(Mute/EMI)
Suffer Well (album version) 3.50Suffer Well (Tiga remix) 6.28
Suffer Well (Tiga dub) 5.29
Suffer Well (Narcotic Thrust vocal dub) 6.44
Suffer Well (Alter Ego remix) 6.14
Suffer Well (Metope remix) 6.53
Suffer Well (Metope vocal remix) 6.28
Suffer Well (M83 remix) 4.31
Suffer Well (M83 instrumental) 4.42
Better Days (Basteroid ‘Dance Is Gone’ vocal mix) 7.09
Better Days (Basteroid ‘Dance Is Gone’ mix) 7.10
The recent release of Depeche Mode’s album ‘Playing The Angel’ (their eleventh studio album in total) has coincided with a marked increase in the level of interest surrounding the Basildon-born synth stadium act, with ‘Playing The Angel’ hailed as a return to form after two slightly disappointing previous albums that had served to highlight just how much of a hole was left in the Mode after original member and sound designer Alan Wilder departed following 1993’s ‘Songs Of Faith And Devotion.’ Perhaps even more significantly however, ‘Playing The Angel’ represents the first time that chief songwriter Martin Gore has loosened his tight control on the band’s songs, allowing singer Dave Gahan to contribute three tracks to the finished tracklisting (a factor no doubt spawned on by the release of Gahan’s own self-penned ‘Paper Monsters’ solo album). This third single to be lifted from ‘Playing The Angel’, ‘Suffer Well’, selects what seems to be unanimously agreed to be Gahan’s strongest track from the album, and then invites a stellar selection of current ‘hot’ names, including Tiga, Alter Ego and French synth-prog rocker M83 to the table for remix duties – in this case, the rather expansive album-length promo I have seems to represent a collation of the total number of mixes that will no doubt appear scattered over the various single formats.

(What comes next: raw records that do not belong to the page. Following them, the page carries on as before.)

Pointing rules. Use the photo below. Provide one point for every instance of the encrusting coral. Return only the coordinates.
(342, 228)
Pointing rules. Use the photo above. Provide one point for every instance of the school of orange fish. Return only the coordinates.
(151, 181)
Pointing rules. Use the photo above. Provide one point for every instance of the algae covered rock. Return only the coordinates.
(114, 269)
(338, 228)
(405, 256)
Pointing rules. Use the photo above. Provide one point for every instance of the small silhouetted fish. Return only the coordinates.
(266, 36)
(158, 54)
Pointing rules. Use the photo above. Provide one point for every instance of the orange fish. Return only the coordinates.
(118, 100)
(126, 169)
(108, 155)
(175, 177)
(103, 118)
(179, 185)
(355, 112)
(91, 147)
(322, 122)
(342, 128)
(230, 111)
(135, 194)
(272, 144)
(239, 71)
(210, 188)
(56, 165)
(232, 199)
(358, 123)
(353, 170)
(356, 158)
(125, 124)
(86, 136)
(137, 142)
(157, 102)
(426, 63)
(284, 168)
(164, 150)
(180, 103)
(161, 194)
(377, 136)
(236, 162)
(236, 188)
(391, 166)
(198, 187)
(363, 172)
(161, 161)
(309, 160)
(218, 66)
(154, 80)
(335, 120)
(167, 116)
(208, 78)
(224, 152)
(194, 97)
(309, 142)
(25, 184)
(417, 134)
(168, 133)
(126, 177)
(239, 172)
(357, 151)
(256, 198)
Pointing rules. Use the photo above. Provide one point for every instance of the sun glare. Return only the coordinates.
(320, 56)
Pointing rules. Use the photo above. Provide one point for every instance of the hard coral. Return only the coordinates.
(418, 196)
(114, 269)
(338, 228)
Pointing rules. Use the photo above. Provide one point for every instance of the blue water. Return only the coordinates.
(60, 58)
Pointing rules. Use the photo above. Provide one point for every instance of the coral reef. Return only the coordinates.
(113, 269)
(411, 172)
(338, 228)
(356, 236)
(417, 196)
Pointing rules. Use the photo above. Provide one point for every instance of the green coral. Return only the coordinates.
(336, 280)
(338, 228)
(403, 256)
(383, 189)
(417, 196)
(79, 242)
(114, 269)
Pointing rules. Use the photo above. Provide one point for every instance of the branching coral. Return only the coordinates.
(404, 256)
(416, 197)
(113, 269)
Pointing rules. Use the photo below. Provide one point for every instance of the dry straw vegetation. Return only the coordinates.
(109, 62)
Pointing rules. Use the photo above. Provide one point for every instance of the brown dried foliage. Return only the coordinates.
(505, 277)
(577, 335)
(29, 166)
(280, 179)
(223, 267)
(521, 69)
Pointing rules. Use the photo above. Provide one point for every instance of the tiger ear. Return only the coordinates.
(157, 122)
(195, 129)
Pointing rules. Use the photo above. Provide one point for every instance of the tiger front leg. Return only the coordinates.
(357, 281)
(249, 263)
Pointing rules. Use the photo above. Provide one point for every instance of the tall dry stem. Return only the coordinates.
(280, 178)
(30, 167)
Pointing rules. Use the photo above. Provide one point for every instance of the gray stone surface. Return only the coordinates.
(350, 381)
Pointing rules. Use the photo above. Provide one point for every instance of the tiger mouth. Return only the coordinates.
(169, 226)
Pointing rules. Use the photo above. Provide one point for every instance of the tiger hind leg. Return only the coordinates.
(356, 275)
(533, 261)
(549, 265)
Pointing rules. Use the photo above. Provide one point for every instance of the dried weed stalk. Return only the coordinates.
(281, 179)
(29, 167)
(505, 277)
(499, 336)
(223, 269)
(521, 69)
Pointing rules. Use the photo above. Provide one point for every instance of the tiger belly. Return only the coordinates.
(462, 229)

Montreal synth pop poster-boy Tiga and frequent collaborator Jesper Dahlback open proceedings here with a streamlined and stripped-down tech-house reworking that places tribal-sounding house rhythms beneath shimmering epic synths and Gahan’s soaring delayed-out soul vocals whilst squiggling acid 303s and analogue synth bleeps lifted from the original mix flit above the rhythms alongside some icily bare piano chords that reveal the goth-tinged heart lurking at the centre of the song. Alongside its vocal-less dub counterpart, it’s certainly the strongest of the ‘big room’ remixes featured here and fares far better here with its tasteful use of space than Narcotic Thrust’s barnstorming reworking, which ventures swiftly towards the nastiest regions of commercial ‘Gatecrasher’-style trance, cheese-loaded synth arpeggios in tow. Alter Ego play the wild card here with a downtempo rockist reworking that places clicking metronomic beats beneath fuzzed-out, heavily processed guitars and icily elegant synths, and in this case, the duo certainly score points for being sensitive to the original song in their approach and heightening the sense of drama, rather than simply going for a tried-and tested ‘Rocker’-style outing.

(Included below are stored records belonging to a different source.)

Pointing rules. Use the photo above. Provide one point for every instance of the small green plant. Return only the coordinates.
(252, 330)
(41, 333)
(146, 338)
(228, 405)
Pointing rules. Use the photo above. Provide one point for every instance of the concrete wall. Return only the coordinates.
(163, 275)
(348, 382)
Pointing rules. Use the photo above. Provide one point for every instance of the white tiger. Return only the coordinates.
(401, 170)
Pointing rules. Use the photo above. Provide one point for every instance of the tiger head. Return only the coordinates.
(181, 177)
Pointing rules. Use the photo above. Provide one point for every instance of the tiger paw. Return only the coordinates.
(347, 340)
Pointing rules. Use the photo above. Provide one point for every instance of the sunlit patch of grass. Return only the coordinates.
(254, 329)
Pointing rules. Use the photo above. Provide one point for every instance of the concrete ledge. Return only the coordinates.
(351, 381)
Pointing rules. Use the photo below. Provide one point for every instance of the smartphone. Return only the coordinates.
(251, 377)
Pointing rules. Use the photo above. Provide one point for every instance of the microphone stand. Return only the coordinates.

Metope turn out to be the real surprise here, contributing two excellent reworkings of ‘Suffer Well’ that veer things towards the dark mechanical techno territory recently explored by Matthew Dear under his Audion alias (though there are certainly far more light shades used and even some sense of sliding electro-keyboard funk towards the end), while M83 lays on the analogue synths and reshapes the track into a glittering nocturnal prog-laden voyage that threatens to explode but never quite does, M83’s own soaring falsetto vocals adding an extra European element as retro drum machine rhythms and skittering sampled fragments roll through the mix. Finally, the slightly mysterious Basteroid rework non-album B-side ‘Better Days’ into a dark piece of rattling techno, looming sub-bass swells carving a path beneath Gahan’s doomy distorted vocals, while digitally-contorted buzzes and relentless snares hammer the speakers – happy stuff, it surely is not, but if you’re a fan of the Mode, you’re bound to be familiar with the territory.
Another strong single from the Mode’s recent ‘Playing The Angel’ album that manages to pack in a certainly extensive selection of mixes that predominantly lean towards 4/4 beats – depending on your individual tastes, you may want to sift through the various single formats that make their way out there.